Often the designated textbook will be little more than a portmanteau of trends with a brief supplementary introduction appended at its beginning. The selection may vary, but the general approach is likely to be uniform within quite narrowly defined parameters.
Such courses may be useful in offering a working model of the changes of fashion in literary theory, but they are relatively ineffective as an aid to reading. Often a too-rapid acquisition of partial knowledge forecloses what might have been an untroubled openness of response, treating the literary text as though it were a problem to be solved by the application of formulae, and a reader’s response as though it were the first term of a syllogism.
The condition of the reader with more than a passing knowledge of theory may be even less happy than that of the newcomer engaging with alien thoughts, since an enthusiast is more likely than a beginner submitting to an unfamiliar discipline to narrow possibility to a set of pre-existing preferences. Both paths arrive at the same destination, however. Whether we consider the conscientious enquirer in pursuit of a decent grade or a zealot possessed by an idée fixe, the end result is that the reading of literature in our systems of education is often experienced as a task to be transacted, rather than a pleasure to be savoured.
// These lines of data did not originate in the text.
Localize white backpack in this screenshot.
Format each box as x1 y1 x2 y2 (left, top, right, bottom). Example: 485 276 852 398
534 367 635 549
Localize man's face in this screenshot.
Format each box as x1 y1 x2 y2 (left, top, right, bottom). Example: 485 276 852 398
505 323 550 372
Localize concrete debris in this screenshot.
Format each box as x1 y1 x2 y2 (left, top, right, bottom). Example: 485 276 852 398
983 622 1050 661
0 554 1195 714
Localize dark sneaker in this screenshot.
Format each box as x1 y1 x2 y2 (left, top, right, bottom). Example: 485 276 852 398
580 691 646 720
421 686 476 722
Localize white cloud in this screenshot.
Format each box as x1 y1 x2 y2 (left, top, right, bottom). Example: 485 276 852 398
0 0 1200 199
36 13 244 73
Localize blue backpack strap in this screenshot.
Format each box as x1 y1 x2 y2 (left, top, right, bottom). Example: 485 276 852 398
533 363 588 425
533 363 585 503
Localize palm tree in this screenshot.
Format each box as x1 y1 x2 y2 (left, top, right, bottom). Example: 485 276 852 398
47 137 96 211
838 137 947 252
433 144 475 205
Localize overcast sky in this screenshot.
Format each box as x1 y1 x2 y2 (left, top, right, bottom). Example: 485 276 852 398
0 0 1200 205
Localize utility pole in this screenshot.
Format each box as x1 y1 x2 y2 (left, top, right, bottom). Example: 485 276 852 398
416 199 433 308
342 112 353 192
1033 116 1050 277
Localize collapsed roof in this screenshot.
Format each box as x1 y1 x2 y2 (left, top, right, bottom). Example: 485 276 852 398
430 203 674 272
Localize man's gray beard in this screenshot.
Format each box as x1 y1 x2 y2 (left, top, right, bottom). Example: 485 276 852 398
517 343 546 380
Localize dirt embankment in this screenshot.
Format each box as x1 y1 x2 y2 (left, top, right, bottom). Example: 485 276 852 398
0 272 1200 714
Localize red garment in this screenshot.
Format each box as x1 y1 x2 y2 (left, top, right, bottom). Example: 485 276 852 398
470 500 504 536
The way the study of literature has come to be perceived across the board compounds this distress. Over the last few decades especially, there has been a general lowering of literature’s importance as a subject deserving of serious concerted study. At many levels and in a number of ways, literary studies has either pandered to the acculturation of timid souls wrongly supposed not to be much good for anything else, or it has tried to clamber aboard an ill-decorated, bells-and-whistles float in the grand parade of popular culture, too intent on projecting an image which will find acceptance to test its underpinnings, too nervous of its own reflection for self-scrutiny. This reorientation from the intensity of enquiry which characterized much of the better work done on both sides of the Atlantic and in Europe in the previous century represents an alarming degradation of what we take literature to be, as well as the way we read it.